Попутчик в купе - подполковник медицинской службы, с лейтенантом разговорился запросто. Начали вспоминать мирную Москву. Оказалось, что Игорь с приятелями в восьмом-девятом классе бегали в Комакадемию на лекции по этике, философии. Лектор - профессор Колбановский сидел теперь против него. Более того, профессор вспомнил настырного мальчика в очках, задававшего каверзные вопросы, ставившие его в тупик. Сейчас профессор - начальник ФЭПа - фронтового эвакопункта Северо-Западного фронта. Прощались в Бологом дружески. И тут начальник ФЭПа пожелал Игорю попасть к нему! Сначала Игорь обалдел, но вскоре понял: раз в ФЭП - значит, живой, только раненый!

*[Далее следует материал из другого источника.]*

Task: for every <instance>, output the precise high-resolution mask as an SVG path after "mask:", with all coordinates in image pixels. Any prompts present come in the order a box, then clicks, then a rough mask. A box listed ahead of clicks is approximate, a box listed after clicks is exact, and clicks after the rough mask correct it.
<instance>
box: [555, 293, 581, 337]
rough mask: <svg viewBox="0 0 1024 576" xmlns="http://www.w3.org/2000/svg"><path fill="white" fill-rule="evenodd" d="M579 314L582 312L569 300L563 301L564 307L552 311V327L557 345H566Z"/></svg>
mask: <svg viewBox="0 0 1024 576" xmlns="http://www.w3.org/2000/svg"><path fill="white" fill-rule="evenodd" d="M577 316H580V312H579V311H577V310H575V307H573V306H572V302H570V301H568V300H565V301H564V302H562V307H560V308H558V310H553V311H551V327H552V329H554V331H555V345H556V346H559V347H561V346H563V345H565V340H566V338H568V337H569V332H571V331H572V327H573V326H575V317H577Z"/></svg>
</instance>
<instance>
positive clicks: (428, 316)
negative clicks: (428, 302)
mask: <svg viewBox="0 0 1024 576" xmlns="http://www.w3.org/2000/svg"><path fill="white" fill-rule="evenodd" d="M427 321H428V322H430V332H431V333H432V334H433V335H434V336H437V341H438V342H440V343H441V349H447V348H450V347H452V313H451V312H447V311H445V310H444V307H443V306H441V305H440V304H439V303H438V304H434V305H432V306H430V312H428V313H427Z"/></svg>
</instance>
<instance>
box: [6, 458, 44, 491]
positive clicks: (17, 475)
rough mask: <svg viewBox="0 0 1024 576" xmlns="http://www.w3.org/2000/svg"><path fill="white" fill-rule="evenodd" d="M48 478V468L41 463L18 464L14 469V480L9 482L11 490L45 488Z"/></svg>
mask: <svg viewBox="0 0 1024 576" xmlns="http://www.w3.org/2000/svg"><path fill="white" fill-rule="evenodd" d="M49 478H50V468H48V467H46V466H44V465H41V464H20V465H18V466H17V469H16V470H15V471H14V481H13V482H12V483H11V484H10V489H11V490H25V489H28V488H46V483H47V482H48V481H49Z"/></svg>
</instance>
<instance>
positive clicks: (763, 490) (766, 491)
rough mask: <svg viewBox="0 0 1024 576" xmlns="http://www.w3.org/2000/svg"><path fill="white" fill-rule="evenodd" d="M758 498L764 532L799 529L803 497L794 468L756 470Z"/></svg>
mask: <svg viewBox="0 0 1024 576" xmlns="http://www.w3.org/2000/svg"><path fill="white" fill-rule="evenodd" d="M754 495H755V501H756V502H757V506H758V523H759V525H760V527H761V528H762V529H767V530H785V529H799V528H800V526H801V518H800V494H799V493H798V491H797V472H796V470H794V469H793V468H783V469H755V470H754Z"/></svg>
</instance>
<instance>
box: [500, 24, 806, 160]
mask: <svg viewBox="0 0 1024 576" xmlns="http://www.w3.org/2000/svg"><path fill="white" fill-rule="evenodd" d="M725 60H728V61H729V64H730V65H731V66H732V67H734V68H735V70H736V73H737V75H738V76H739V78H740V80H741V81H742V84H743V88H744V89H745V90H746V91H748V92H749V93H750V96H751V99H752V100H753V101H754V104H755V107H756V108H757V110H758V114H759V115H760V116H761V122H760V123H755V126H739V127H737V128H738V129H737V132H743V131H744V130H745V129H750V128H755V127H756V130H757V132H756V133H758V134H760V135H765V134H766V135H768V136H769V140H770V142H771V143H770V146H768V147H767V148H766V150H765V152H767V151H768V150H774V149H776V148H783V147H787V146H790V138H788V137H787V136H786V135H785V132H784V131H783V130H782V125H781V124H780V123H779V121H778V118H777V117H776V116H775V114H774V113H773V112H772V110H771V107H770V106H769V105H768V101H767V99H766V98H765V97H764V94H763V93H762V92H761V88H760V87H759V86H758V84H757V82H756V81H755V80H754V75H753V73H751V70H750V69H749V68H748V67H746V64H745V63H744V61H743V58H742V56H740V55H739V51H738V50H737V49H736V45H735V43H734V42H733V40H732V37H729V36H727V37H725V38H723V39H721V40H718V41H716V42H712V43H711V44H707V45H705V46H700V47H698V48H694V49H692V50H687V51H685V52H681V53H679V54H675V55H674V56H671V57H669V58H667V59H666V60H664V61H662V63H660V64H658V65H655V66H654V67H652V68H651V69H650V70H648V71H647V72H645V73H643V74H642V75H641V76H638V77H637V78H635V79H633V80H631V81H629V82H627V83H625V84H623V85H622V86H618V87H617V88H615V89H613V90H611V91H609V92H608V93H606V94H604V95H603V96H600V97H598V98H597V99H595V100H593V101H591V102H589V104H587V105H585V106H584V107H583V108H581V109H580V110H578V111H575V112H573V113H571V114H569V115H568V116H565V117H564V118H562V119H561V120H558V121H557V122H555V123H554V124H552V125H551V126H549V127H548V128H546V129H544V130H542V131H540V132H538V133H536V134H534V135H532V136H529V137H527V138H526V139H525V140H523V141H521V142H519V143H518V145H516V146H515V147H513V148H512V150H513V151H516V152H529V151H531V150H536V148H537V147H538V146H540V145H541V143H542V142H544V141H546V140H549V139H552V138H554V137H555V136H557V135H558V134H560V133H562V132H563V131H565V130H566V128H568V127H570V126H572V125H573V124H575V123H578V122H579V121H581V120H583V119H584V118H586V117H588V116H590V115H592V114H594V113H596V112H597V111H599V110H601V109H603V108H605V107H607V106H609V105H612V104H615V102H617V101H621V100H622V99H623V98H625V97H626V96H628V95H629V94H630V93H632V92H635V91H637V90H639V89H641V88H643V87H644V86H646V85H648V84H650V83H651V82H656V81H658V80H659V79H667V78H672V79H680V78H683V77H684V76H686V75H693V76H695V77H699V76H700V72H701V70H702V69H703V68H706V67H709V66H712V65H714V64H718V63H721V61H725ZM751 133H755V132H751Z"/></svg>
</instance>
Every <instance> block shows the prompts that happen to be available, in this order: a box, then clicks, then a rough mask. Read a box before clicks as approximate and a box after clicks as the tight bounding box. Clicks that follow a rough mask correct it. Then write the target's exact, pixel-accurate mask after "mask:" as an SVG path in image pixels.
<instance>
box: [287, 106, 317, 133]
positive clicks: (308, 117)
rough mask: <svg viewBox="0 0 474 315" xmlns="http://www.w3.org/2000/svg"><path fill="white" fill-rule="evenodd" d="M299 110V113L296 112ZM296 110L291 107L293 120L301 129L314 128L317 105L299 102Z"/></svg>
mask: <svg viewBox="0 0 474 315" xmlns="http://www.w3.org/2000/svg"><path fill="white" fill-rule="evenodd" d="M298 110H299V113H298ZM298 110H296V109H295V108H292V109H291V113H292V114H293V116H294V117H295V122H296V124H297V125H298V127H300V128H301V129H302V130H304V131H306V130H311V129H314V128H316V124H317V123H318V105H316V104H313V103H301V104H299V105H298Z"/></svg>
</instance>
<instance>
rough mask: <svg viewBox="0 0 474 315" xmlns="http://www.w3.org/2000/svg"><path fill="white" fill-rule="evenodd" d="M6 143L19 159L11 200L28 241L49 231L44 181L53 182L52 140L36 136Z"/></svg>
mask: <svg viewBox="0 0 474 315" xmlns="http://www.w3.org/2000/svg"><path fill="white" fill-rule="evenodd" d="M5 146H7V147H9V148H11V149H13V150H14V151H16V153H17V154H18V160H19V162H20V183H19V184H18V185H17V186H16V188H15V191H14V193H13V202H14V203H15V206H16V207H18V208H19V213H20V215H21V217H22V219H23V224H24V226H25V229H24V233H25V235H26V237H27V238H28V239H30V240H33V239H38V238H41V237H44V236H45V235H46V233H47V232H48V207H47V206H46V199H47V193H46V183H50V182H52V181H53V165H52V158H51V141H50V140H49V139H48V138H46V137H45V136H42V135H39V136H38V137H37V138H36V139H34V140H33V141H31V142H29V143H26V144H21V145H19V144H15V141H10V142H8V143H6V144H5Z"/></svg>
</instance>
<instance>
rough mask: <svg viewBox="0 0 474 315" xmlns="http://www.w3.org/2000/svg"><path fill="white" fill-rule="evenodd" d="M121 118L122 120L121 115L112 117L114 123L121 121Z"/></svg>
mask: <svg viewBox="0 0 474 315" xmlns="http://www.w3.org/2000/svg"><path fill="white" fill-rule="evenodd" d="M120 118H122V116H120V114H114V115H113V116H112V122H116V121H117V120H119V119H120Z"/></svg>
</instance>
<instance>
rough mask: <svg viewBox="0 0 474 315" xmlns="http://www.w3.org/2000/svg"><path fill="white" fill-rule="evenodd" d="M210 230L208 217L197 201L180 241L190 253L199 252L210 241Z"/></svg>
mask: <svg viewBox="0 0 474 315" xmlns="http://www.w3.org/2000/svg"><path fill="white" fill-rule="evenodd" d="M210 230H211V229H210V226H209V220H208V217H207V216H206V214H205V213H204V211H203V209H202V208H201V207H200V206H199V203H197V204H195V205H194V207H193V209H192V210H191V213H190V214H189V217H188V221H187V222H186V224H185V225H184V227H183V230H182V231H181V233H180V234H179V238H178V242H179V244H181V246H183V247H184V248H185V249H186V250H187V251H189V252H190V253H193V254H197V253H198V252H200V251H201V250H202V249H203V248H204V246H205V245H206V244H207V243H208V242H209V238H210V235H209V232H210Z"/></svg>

Встреча в поезде на Новый сорок четвертый год имела и продолжение…
Фронт на месте не стоит
Новогодняя Москва, тихие арбатские переулки, друзья - все осталось позади. Сказочно счастливые дни после года фронта пролетели. Игорь вспомнил, что в тягучие зимние вечера на передовой в землянке было такое развлечение, особенно если собиралось несколько москвичей - прогулки по знакомым улицам. Вспоминали, где что Расположено, где что было, что продавалось…Там - магазин канцтоваров, а за ним - книжный, а там - кондитерская, рядом в ларьке всегда продавались леденцовые петушки на палочке и маковки - этакие конфеты из мака, до войны, конечно. Сидели и вспоминали мальчишки, не догулявшие юность, не доигравшие детства…
От Бологого на попутных, перекладных, где да как добрался до своих под Старую Руссу. За прошедшие две недели многое изменилось: дивизию перебросили под Холм, южнее.
Марш для полка был исключительно сложным: ударили крепчайшие морозы с вьюгами, метелями. Деревни по маршруту были сожжены и разграблены, торчали лишь трубы да кое-где уцелевшие сараюшки, обогреться было негде. У многих солдат началась "куриная слепота" - ближе к сумеркам они теряли ориентировку, отбивались от строя, приходилось собирать отставших, заблудившихся. Спали по 2–3 часа в сутки, согреваясь у нечастых костров. И так 120 километров по рокадной дороге восточнее реки Ловати пешим строем.
Лейтенант отстал от своей дивизии, заканчивалась переброска тылов, последние автомашины вывозили остатки тылового скарба. Пристроился на какой-то машине сверху, на ящиках. Одежонка, обувка для такой январской езды не очень подходящая, скорее московская, парадная - сапожки и прочее… Промерз знатно, но не простудился. Вообще как-то получалось, что, несмотря на мороз, ночевки в снегу, мокрые ноги, в болотах - ни разу не простужался на фронте, а как иногда мечталось - заболеть, попасть на нормальную постель с бельем, отоспаться. А что там, под Холмом? И об этом разговор особый.